I'll start with the one that's in the event post! Thomas Rowlandson, 1793
it's a political comic critiquing the surgical technique of performing amputations to prevent the spread of gangrene
the list of "approved surgeons" is very like "lol what are you doing these people are butchers, not doctors wtffffff"

G. Cruikshank, 1818, "introduction of the gout"
gout was largely seen as a rich person's disease, where inflammation symptoms were attributed to wealthy people eating too much and then not moving at all
Jessie
3 years ago @Edit 3 years ago
so the little devil is basically setting his foot on fire for the sin of sloth
this is fascinating

N. Dorville, 1901
two surgeons harvested the organs out of a homeless person and are stuffing the corpse with newspaper to hide their tracks
it's a French illustration reacting to news about the developing black market as medicine was starting to experiment with organ transplants

this is a surgery chart from the 16th century
basically, "surgeon" used to be the word used for field medics. They had to know first aid, but be ready to deal with immediate battle wounds. the surgery was in knowing how to sew up a stab wound differently in different parts of the body

the most fucked up diagram about how to deliver a baby
maybe don't use a noose??????
maybe that explains a percentage of the high infant mortality rate????????????
I worked really hard to find a way to have an event prompt dealing with humoural medicine and eventually gave up because I couldn't find a way to organically explain the four humours without being like "let's have a history class in the middle of your roleplay event"
I also didn't work very hard at all at that and don't know why that's how I chose to present that idea
I thought about it like twice
didn't even push it to chi
19th century, a commentary on syphilis
death lurks under the mask of pretty girls
never trust a girl to not have an STD, I guess

getting sick does ROUGH things to a lady's face

I still love this plague doctor duck
Dr Quackington, I presume

Dutch masectomy, from the 1650s

Ancient art is THE BEST ART tho?
the library had it categorized as "surgeon applying a cautery iron to clearly defined points on a woman's lower abdomen (indicating the liver?). Pen drawing after a tenth century manuscript"
cautery used to be used a lot to prevent the spread of "bad blood"

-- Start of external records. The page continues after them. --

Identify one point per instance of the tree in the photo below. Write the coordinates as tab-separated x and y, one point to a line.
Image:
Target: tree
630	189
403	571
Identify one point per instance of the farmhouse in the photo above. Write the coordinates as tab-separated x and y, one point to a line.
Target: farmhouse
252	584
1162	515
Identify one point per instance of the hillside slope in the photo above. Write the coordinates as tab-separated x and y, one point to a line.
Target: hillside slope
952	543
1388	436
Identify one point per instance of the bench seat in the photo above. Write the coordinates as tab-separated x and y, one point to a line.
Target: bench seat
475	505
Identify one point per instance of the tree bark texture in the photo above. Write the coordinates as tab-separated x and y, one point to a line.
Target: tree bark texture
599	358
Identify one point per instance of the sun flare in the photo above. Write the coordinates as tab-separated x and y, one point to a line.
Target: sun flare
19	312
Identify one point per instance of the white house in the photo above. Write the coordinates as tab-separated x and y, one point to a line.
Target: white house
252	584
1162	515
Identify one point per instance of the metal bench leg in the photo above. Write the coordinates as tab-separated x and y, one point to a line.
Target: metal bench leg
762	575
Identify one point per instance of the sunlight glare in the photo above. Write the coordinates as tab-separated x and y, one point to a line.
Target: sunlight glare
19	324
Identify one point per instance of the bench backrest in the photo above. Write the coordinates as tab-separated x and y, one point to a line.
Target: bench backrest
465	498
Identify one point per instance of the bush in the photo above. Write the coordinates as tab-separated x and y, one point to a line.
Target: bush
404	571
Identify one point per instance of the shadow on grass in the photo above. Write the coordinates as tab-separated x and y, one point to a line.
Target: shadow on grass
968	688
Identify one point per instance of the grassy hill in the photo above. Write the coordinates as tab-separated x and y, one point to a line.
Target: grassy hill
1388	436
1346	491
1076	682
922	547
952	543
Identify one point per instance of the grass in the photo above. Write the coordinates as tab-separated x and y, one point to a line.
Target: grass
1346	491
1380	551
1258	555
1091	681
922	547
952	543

And sometimes where people "needed" to be bled would be in some pretty sensitive areas
good luck with that migraine cure, dude

another cautery chart

This did get used in the event and tbh I still don't have context for it. The style is ambiguously medieval and it's amazing?? but I don't really know what it was initially depicting
my comment in mod chat is just "found the smut prompt"
oh oh right it was from a discussion of pre-modern STD treatments
of which this is another

C.J. Grant, 1831
That one was a commentary about miracle pills and snake oil cures -- you could buy a pill that promised to cure you, but what might it ACTUALLY do
This puts the fun in fundamentally fucked up.

In the early 1800s, people tried to harness the healing power of water in a lot of ways
"hydrotherapy" was often "waterboarding your way to a healthy life"

John Sintelaer. 1709
mercury was used as treatment for venereal disease, but then people ended up with mercury poisoning
so this was subtitled "the scourge of venus and mercury" like the two gods were coming together to fuck people up
and thus ends my showcase
thank you for flipping through this slideshow
old stuff is rly cool okay
Jessie!!!! We forgot to work in the vegetable man somewhere
But old timey medicine and practices are both fascinating
horrifying, but fascinating
the baby noose still just leaves me....
kid looks done with the world and he's not even out yet... but who can blame him when there's a baby noose?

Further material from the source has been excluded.